You are here

public function Tokenizer::buildConfigurationForm in Search API 8

Form constructor.

Plugin forms are embedded in other forms. In order to know where the plugin form is located in the parent form, #parents and #array_parents must be known, but these are not available during the initial build phase. In order to have these properties available when building the plugin form's elements, let this method return a form element that has a #process callback and build the rest of the form in the callback. By the time the callback is executed, the element's #parents and #array_parents properties will have been set by the form API. For more documentation on #parents and #array_parents, see \Drupal\Core\Render\Element\FormElement.

Parameters

array $form: An associative array containing the initial structure of the plugin form.

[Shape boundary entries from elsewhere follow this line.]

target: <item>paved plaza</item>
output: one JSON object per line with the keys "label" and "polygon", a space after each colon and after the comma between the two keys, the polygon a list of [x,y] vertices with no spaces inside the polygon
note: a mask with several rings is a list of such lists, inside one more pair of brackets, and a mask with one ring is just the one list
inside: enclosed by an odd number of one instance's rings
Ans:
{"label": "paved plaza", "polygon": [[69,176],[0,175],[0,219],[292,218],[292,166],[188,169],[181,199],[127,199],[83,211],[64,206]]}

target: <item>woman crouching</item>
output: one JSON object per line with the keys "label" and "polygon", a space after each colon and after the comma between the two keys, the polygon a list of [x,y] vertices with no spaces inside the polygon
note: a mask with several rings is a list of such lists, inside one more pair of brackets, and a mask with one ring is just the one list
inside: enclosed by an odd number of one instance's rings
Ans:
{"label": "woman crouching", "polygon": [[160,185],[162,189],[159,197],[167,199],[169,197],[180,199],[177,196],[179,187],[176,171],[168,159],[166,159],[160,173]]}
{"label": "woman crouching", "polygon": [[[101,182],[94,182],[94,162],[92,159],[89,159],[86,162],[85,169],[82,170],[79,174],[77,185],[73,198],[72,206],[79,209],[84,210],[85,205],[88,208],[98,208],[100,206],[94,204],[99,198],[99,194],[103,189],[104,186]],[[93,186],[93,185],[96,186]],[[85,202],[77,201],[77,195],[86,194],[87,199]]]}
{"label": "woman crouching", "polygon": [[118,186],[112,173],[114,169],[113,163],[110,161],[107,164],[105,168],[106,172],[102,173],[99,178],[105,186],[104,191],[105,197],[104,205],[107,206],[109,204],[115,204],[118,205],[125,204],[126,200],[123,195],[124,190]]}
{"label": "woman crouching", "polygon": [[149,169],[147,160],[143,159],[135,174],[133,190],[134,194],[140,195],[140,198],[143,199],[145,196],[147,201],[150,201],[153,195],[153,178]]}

\Drupal\Core\Form\FormStateInterface $form_state: The current state of the form. Calling code should pass on a subform state created through \Drupal\Core\Form\SubformState::createForSubform().

Return value

array The form structure.

Overrides FieldsProcessorPluginBase::buildConfigurationForm

File

src/Plugin/search_api/processor/Tokenizer.php, line 70

Class

Tokenizer
Splits text into individual words for searching.

Namespace

Drupal\search_api\Plugin\search_api\processor

Code

public function buildConfigurationForm(array $form, FormStateInterface $form_state) {
  $form = parent::buildConfigurationForm($form, $form_state);
  $args = [
    ':pcre-url' => Url::fromUri('https://php.net/manual/regexp.reference.character-classes.php')
      ->toString(),
    ':doc-url' => Url::fromUri('https://api.drupal.org/api/drupal/core!lib!Drupal!Component!Utility!Unicode.php/constant/Unicode%3A%3APREG_CLASS_WORD_BOUNDARY/8')
      ->toString(),
  ];
  $form['ignored'] = [
    '#type' => 'textfield',
    '#title' => $this
      ->t('Ignored characters'),
    '#description' => $this
      ->t('Specify the characters that should be removed prior to processing. Dots, dashes, and underscores are ignored by default to allow meaningful search behavior with acronyms and URLs. Specify the characters as the inside of a <a href=":pcre-url">PCRE character class</a>.', $args),
    '#default_value' => $this->configuration['ignored'],
  ];
  $form['spaces'] = [
    '#type' => 'textfield',
    '#title' => $this
      ->t('Whitespace characters'),
    '#description' => $this
      ->t('Specify the characters that should be regarded as whitespace and therefore used as word-delimiters. Specify the characters as the inside of a <a href=":pcre-url">PCRE character class</a>. Leave empty to use a <a href=":doc-url">default</a> which should be suitable for most languages with a Latin alphabet.', $args),
    '#default_value' => $this->configuration['spaces'],
  ];
  $form['overlap_cjk'] = [
    '#type' => 'checkbox',
    '#title' => $this
      ->t('Simple CJK handling'),
    '#default_value' => $this->configuration['overlap_cjk'],
    '#description' => $this
      ->t('Whether to apply a simple Chinese/Japanese/Korean tokenizer based on overlapping sequences. Does not affect other languages.'),
  ];
  $form['minimum_word_size'] = [
    '#type' => 'number',
    '#title' => $this
      ->t('Minimum word length to index'),
    '#default_value' => $this->configuration['minimum_word_size'],
    '#min' => 1,
    '#max' => 1000,
    '#description' => $this
      ->t('The number of characters a word has to be to be indexed. A lower setting means better search result ranking, but also a larger database. Each search query must contain at least one keyword that is this size (or longer).'),
  ];
  return $form;
}